Homes England has committed to providing more cash to get the construction industry to adopt modern methods of construction (MMC), despite its recent financial losses in the sector.

On Thursday (11 December), the quango published its new strategic plan and investment strategy covering the next five years, outlining details of how it will channel subsidies for housing and infrastructure through the new National Housing Bank (NHB) announced by the government earlier this year.

It said that the NHB, which will allocate most Homes England funding, would begin operations from April 2026, subject to Treasury approval.

In a section on innovation, the strategy said that some of the cash will be directed towards MMC to help tackle low productivity and skills shortages in the construction sector.

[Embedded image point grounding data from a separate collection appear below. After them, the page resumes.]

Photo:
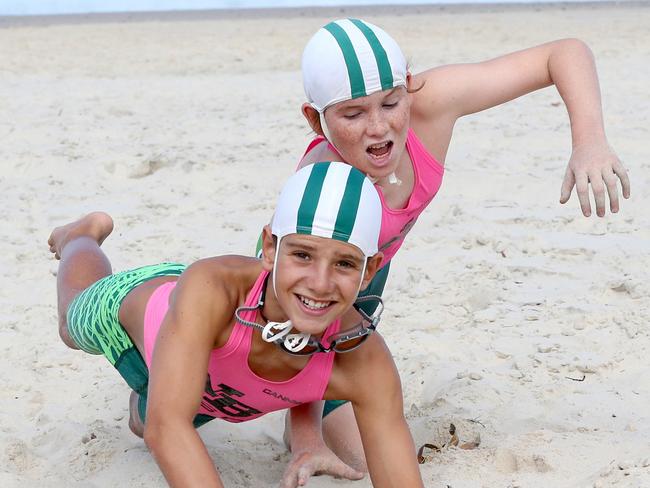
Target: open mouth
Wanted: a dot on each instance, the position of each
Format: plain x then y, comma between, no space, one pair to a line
379,150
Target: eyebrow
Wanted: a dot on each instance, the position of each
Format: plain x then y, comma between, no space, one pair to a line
348,107
339,255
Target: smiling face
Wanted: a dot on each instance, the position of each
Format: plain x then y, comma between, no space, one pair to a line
316,280
370,132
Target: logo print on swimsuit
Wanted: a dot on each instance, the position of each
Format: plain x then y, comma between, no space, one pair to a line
402,234
280,396
222,400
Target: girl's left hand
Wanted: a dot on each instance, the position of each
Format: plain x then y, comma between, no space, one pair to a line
596,165
322,460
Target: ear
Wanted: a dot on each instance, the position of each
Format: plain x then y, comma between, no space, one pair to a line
313,118
372,266
268,248
409,80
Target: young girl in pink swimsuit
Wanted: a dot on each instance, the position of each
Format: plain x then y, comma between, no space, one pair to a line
235,337
368,110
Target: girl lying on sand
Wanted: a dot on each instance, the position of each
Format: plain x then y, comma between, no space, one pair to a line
235,337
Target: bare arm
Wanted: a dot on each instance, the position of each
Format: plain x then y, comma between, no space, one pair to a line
450,92
177,379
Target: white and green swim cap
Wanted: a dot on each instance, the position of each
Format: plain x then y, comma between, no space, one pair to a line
332,200
350,58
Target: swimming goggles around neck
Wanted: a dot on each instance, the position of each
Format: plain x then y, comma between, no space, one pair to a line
303,344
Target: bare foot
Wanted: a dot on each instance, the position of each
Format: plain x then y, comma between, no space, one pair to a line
135,422
95,225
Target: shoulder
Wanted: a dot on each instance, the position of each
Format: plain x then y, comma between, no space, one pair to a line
320,151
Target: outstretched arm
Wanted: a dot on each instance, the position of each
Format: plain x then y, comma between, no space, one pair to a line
376,394
450,92
177,380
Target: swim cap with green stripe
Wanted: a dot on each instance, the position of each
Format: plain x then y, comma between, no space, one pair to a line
332,200
350,58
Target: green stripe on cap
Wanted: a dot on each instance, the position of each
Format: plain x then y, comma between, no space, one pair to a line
383,65
357,85
310,198
349,206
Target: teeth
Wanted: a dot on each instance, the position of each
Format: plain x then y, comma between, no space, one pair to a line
378,146
314,304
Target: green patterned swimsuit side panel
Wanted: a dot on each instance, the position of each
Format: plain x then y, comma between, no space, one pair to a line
376,287
94,325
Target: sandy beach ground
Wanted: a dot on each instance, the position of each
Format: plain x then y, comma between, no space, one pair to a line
184,127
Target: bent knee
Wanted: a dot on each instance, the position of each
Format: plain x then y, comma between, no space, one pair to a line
65,335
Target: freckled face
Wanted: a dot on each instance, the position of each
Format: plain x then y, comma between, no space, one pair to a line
370,132
317,280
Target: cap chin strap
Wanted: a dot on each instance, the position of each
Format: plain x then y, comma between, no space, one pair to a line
274,331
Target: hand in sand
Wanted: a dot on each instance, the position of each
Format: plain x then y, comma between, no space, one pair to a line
596,165
314,462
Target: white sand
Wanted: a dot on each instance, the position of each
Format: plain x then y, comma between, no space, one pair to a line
184,131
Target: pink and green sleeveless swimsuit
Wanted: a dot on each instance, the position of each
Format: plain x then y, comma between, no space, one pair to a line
232,391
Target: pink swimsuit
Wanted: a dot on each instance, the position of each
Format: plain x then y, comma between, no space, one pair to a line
395,224
233,392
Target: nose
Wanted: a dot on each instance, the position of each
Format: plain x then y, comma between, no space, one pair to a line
377,123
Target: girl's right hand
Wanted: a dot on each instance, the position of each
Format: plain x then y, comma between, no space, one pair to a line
595,165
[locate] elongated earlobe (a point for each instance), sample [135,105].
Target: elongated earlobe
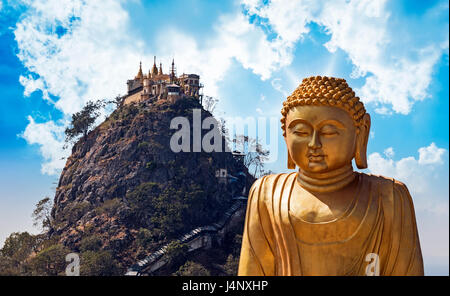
[291,163]
[361,142]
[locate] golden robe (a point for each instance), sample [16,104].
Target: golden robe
[380,220]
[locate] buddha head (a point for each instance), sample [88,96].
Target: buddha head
[325,126]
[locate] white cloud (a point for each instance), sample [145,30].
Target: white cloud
[76,51]
[82,50]
[431,155]
[427,181]
[389,152]
[423,176]
[50,137]
[396,75]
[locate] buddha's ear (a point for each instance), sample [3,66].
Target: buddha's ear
[361,142]
[291,163]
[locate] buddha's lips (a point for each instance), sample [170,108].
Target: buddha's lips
[316,157]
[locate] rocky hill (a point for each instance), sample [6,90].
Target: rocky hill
[123,190]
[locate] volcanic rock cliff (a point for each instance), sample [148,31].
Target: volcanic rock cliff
[126,190]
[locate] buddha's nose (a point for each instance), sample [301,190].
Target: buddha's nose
[315,141]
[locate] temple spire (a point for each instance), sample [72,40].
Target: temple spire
[140,75]
[172,72]
[154,68]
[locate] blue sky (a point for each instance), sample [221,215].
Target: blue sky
[251,54]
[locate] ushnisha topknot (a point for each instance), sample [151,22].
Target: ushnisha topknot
[324,91]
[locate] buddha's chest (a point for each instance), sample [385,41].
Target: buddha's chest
[312,208]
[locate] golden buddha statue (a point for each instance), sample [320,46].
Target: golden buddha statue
[327,219]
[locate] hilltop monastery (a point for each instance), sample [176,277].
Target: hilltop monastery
[162,86]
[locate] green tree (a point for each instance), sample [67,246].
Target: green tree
[41,214]
[50,261]
[18,247]
[99,263]
[191,268]
[91,243]
[83,120]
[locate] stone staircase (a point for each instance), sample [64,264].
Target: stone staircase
[198,238]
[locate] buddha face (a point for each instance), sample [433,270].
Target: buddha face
[320,138]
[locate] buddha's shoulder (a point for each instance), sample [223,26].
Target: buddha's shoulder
[273,179]
[267,184]
[387,186]
[382,180]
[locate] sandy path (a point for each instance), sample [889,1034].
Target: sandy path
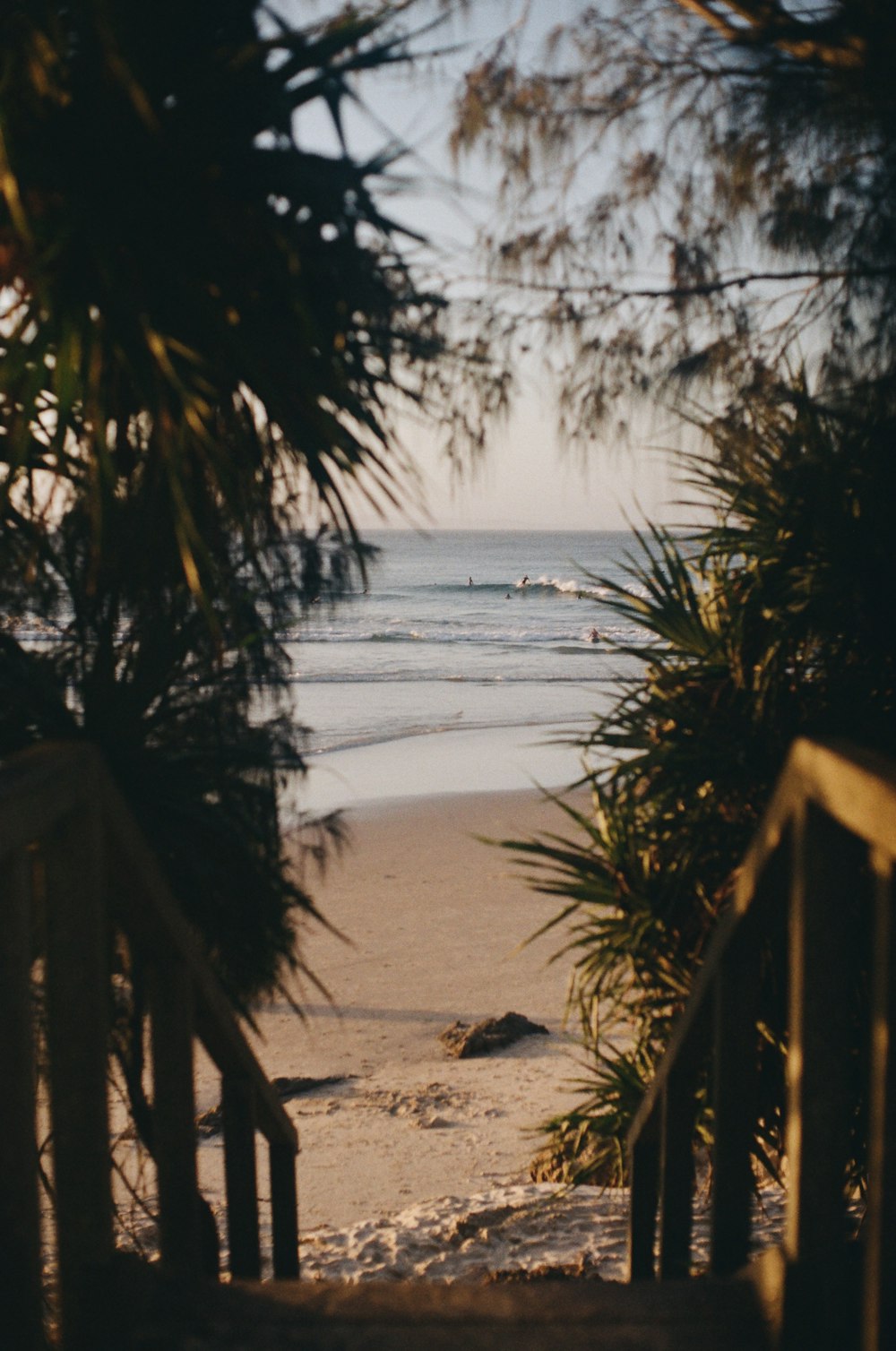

It said: “…the built environment sector still faces entrenched barriers: low productivity; skills shortages; a lack of diversity among developers; inefficient methods of construction; and under-investment in innovative and sustainable building practices.

“We recognise that we have a role to play in working with partners to address these barriers. As such, we will use our investment, programmes and partnerships to accelerate innovation; diversify the market; promote sustainability; and drive the adoption of both modern methods of construction and emerging technologies across the housing and regeneration sector.”

In recent years, Homes England has incurred significant financial losses on some of its investments in MMC schemes, particularly from the collapse of several high-profile modular building companies.

However, the agency has defended these losses as an expected part of its role to innovate and take risks that the private market will not.

The most substantial recent loss came from the collapse of modular housebuilder Ilke Homes.

Homes England is set to lose most of the £68.7m it invested in the firm, with initial estimates suggesting a recovery of only £1m, later revised to a potential £4.3m, and most recently to just over £126,000.

In an April 2024 interview with Construction News, Homes England’s then-chief executive Peter Denton defended the investment, saying: “We lost £60m. I don’t enjoy that, but we took a risk in the full knowledge that there was a risk of loss.”

The housing agency also lost £3m of £27m invested into House by Urban Splash, which collapsed in 2022, and is also owed £9.2m by a subsidiary of Stewart Milne Group.

In 2024, a House of Lords committee report criticised the government’s investment in MMC as “undirected and nonstrategic”.

The committee’s chair, Lord Moylan, said he was “unpersuaded that Homes England knew what it was doing” when investing in Ilke Homes and Urban Splash, saying that the criticism was not for losing money, but for a perceived lack of due diligence and strategy.

Elsewhere, the Homes England strategy document said that the NHB’s remit will allow it to “partner with long-term investors and parts of the housing and regeneration sector that have traditionally been underserved or have experienced challenges, including SMEs and partners delivering complex large-scale mixed-use regeneration schemes.”